Home Hukum Kejati Papua Barat Tangkap Buronan Faldri Iriawan

Kejati Papua Barat Tangkap Buronan Faldri Iriawan

Jakarta, Gatra.com – Tim Intelijen Kejaksaan Tinggi (Kejati) Papua Barat bersama dengan Anggota TNI AD Kodim 1811/Teluk Wondama menangkap Faldri Iriawan. Dia merupakan buronan perkara tindak pidana pemilihan umum (Pemilu) 2024.

Kepala Pusat Penerangan Hukum (Kapuspenkum) Kejagung, Harli Siregar, di Jakarta, Minggu (16/6), menyampaikan, tim gabungan menangkap Faldri Iriawan sekitar pukul 21.00 WIT, Jumat, (14/6/2024).

“[Penangkapan] bertempat di Kampung Rado, Distrik Wasior, Kabupaten Teluk Wondama, Papua Barat,” katanya.

Saat diamankan, keluarga terpidana Faldri Iriawan bersikap tidak kooperatif karena berupaya menyembunyikan terpidana, sehingga Tim Intelijen Kejati Papua Barat berusaha mengepung rumah yang bersangkutan.

Saat dilakukan upaya mediasi, Tim Tangkap Buronan (Tabur) atau Intelijen Kejati Papua Barat diizinkan melakukan pemeriksaan di dalam rumah hingga akhirnya DPO ditemukan bersembunyi di bawah tumpukan pakaian.
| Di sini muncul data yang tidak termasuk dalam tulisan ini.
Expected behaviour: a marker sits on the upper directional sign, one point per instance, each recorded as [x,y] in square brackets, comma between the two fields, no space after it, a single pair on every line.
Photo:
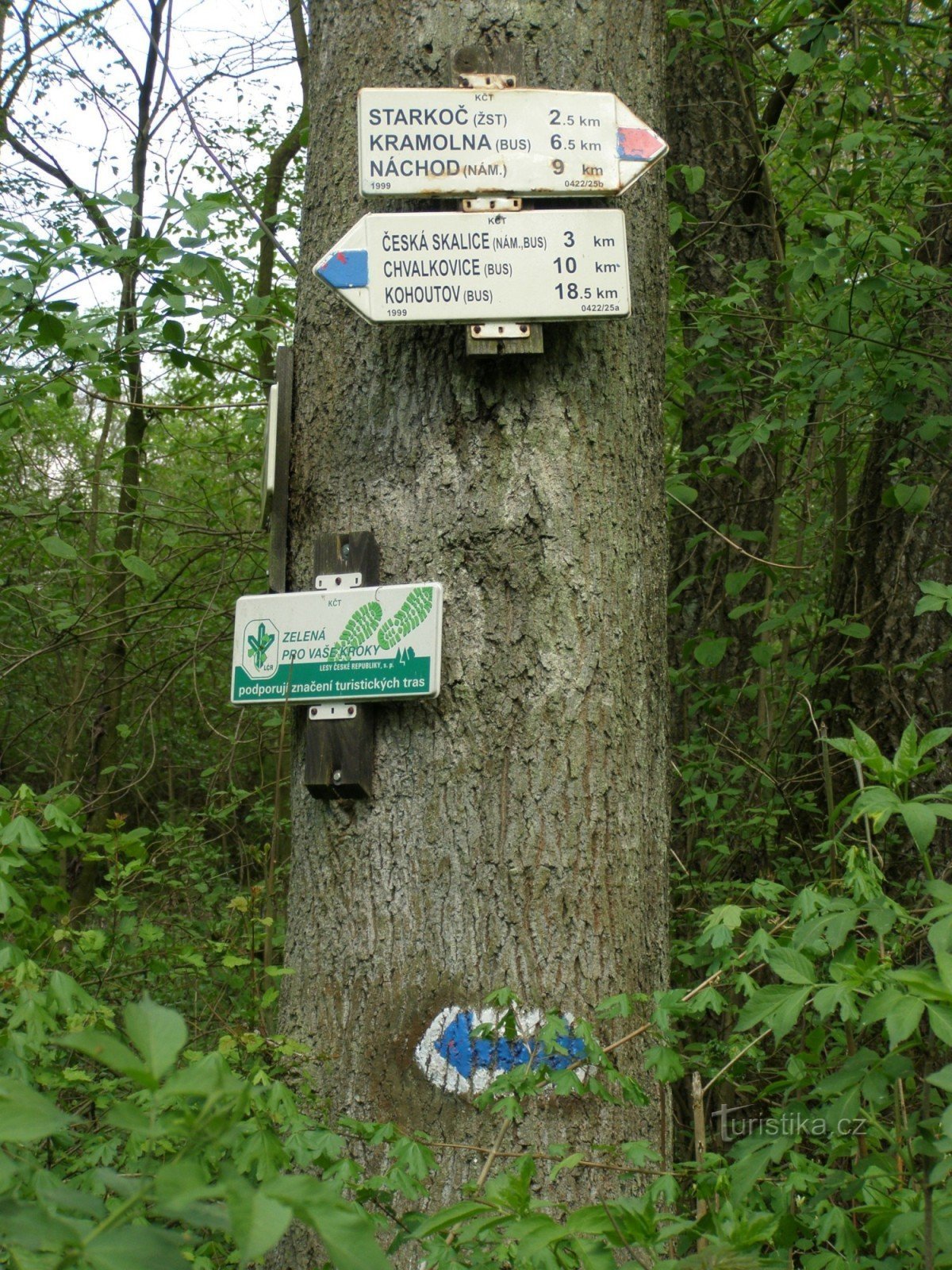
[482,267]
[446,143]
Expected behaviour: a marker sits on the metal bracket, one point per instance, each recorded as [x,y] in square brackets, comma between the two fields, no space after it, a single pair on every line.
[495,203]
[340,734]
[332,710]
[478,80]
[501,330]
[338,581]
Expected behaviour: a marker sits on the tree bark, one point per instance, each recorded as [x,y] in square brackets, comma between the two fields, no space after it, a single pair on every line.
[518,829]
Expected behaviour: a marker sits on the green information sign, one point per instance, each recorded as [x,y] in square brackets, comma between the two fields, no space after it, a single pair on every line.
[365,643]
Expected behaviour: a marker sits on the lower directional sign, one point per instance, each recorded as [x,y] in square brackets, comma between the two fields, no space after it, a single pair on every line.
[482,267]
[368,643]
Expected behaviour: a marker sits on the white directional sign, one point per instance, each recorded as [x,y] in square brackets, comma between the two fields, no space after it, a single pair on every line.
[480,267]
[450,141]
[367,643]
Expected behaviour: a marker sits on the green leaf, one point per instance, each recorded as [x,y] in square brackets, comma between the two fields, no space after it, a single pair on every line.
[56,546]
[344,1229]
[943,1079]
[920,822]
[23,832]
[666,1064]
[158,1034]
[799,61]
[941,1022]
[778,1006]
[111,1052]
[257,1221]
[693,179]
[904,1019]
[27,1115]
[793,967]
[135,564]
[130,1248]
[710,652]
[450,1217]
[907,753]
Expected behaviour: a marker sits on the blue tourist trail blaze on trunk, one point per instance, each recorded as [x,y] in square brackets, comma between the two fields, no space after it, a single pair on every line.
[455,1056]
[465,1052]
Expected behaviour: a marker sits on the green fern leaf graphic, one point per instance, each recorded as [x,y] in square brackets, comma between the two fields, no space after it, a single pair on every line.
[413,611]
[357,632]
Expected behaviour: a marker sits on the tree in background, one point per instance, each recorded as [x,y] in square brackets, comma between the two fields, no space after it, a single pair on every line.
[517,832]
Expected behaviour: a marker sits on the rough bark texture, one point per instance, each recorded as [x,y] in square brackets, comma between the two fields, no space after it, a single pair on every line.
[518,832]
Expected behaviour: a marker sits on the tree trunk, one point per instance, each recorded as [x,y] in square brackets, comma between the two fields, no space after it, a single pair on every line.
[518,829]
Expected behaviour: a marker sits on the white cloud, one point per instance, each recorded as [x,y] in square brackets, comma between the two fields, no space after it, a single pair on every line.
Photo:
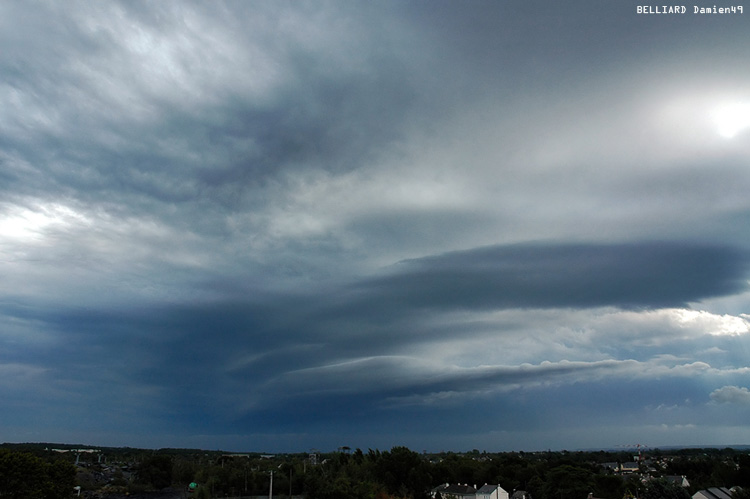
[731,395]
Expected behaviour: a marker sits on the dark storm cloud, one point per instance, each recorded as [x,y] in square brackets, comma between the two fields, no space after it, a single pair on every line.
[570,275]
[202,204]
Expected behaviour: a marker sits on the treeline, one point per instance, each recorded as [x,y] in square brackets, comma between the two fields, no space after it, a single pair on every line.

“Selanjutnya DPO diamankan menuju Lembaga Pemasyarakatan (Lapas) Manokwari untuk menjalani masa hukuman,” kata Harli.

Ia menjelaskan, Faldri Iriawan merupakan terpidana kasus pemilu dan buronan yang masuk dalam Daftar Pencarian Orang (DPO) dari Kejaksaan Negeri (Kejari) Manokwari.

Dia berstatus terpidana berdasarkan Putusan Pengadilan Negeri Manokwari Nomor: 81/Pid.Sus/2024/PN.Mnk tanggal 29 April 2024, menyatakan bahwa Faldri Iriawan terbukti secara sah melakukan tindak pidana Pemilu sebagaimana diatur dalam Pasal 516 Undang-Undang RI Nomor 8 Tahun 2017 tentang Pemilihan Umum.

“Oleh karenanya, terpidana Faldri Iriawan dijatuhi hukuman 10 (sepuluh) bulan penjara dan denda Rp18 juta,” ujar Harli.

Melalui program Tabur Kejaksaan, Jaksa Agung ST Burhanuddin meminta jajarannya untuk memonitor dan segera menangkap buronan yang masih berkeliaran guna dilakukan eksekusi demi kepastian hukum.

“Jaksa Agung mengimbau kepada seluruh buronan dalam DPO Kejaksaan RI, untuk segera menyerahkan diri dan mempertanggungjawabkan perbuatannya karena tidak ada tempat bersembunyi yang aman,” katanya.